Anybody care to guess the salaries these dingbats get paid to “solve” the problem?
See my post #44!
“Philanthropy using public tax money is a very lucrative business. Pitt of that $28 million spent I bet only $1 to 2 million reachs the intended beneficiaries while the rest is vacumed up by politicians and the well-connected.”
The Law
Law and Charity Are Not the Same
The mission of the law is not to oppress persons and plunder them of their property, even though the law may be acting in a philanthropic spirit. Its mission is to protect persons and property.
Furthermore, it must not be said that the law may be philanthropic if, in the process, it refrains from oppressing persons and plundering them of their property; this would be a contradiction. The law cannot avoid having an effect upon persons and property; and if the law acts in any manner except to protect them, its actions then necessarily violate the liberty of persons and their right to own property.
The law is justice simple and clear, precise and bounded. Every eye can see it, and every mind can grasp it; for justice is measurable, immutable, and unchangeable. Justice is neither more than this nor less than this. If you exceed this proper limit if you attempt to make the law religious, fraternal, equalizing, philanthropic, industrial, literary, or artistic you will then be lost in an uncharted territory, in vagueness and uncertainty, in a forced utopia or, even worse, in a multitude of utopias, each striving to seize the law and impose it upon you. This is true because fraternity and philanthropy, unlike justice, do not have precise limits. Once started, where will you stop? And where will the law stop itself?
Frederic Bastiat
“Why not just buy them a cheap house in a cheap state and be rid of them if youre gonna spend that much?”
because “homeless” drug addicts and illegal aliens would flock by the hundreds of thousands to any city that would buy them a free house ...
Not happening. San Francisco is prosperous and has a lot going for it, despite the liberal crap going on there. Austin is a cesspool and a "nothing there" town. I've been to Austin many times, and it reminds me of Berkeley. A bunch of liberal freaks with a few trendy restaurants and bars but not much else to look at or do. About the only thing okay are the lakes and waterways (except for all the bats living under the bridges). Austin sucks.
It’s about what you subsidize you get more of.
Who says they’re not wanted. I think Austin just passed an outdoor camping ordinance that says they can basically sleep anywhere they want to, even on your sidewalk. They love their dragworms there, always have, at least since the first time I saw Austin.
If Austin weren’t the state capital, it would be just like Portland.
Truly. Just how much worthless could LIBs be? Really.
muh values
Somebody up thread said it well - don’t let children play with matches. Don’t vote democrat for anything.

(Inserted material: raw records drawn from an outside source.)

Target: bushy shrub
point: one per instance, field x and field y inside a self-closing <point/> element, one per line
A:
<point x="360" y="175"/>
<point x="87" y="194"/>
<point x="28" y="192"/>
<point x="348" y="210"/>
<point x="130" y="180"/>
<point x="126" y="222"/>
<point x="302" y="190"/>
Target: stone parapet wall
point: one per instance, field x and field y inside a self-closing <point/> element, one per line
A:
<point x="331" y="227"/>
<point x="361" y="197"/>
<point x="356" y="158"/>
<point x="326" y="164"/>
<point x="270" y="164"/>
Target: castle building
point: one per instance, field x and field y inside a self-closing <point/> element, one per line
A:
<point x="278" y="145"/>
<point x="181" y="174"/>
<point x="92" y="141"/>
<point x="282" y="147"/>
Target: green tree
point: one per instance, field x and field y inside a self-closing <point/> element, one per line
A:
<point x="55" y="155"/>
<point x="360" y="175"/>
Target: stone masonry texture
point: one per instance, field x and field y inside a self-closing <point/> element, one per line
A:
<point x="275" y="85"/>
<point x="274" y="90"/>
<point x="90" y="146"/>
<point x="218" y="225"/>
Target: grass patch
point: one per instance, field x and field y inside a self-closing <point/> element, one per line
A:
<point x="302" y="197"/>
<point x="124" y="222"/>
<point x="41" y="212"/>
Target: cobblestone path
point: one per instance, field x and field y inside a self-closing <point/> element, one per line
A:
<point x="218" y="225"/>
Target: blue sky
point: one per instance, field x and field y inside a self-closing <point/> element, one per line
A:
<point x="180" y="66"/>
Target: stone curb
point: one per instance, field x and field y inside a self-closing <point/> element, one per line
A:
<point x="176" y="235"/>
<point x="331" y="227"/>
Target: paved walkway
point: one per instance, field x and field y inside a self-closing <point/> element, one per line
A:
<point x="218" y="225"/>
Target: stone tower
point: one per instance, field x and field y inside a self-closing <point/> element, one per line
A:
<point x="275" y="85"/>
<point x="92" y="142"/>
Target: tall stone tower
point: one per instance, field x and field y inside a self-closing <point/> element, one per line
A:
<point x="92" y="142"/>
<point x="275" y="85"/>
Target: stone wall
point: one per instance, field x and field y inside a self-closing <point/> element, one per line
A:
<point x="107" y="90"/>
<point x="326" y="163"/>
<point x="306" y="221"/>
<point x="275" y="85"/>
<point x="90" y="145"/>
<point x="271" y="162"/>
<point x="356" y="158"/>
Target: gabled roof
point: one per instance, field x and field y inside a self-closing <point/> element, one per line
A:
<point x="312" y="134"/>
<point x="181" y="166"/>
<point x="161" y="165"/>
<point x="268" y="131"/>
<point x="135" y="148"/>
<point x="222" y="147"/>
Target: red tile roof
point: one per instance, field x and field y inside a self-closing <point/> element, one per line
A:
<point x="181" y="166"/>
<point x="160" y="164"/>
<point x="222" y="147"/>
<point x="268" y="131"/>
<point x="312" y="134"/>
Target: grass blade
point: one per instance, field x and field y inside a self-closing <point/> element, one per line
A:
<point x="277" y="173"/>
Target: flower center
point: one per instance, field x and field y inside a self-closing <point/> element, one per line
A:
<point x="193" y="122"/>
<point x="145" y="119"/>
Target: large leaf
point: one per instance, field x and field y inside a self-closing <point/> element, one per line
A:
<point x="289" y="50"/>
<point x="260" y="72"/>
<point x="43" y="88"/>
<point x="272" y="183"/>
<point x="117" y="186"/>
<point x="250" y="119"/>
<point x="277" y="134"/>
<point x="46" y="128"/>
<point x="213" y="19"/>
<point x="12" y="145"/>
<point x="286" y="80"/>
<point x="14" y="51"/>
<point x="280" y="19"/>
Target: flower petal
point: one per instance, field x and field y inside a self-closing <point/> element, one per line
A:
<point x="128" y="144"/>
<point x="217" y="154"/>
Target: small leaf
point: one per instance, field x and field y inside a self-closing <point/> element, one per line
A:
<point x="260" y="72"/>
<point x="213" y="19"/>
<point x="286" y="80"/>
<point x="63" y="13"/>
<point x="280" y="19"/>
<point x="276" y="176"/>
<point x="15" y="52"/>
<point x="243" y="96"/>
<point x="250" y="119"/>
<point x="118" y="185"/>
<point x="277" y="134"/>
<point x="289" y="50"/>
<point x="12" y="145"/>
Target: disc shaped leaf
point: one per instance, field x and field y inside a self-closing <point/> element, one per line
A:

The Austin city council is infested with idiots.
San Antonio isn’t far behind.
“...a path Austinites should be wary not to travel.”
Would be more successful preaching to fence posts!
I have attend the TCEA Conference in Austin many times. Either 3 or 4 years ago, I noticed a huge increase in the homeless. One popped on the sidewalk at 8 am right by the Convention Center. Another one stepped out of an alcove toward me when I was leaving a night time reception. Luckily, I had a big man with me. The convention has been moved to San Antonio.
No, don't do that. They'll just come back. Put them on a plane to Hawaii.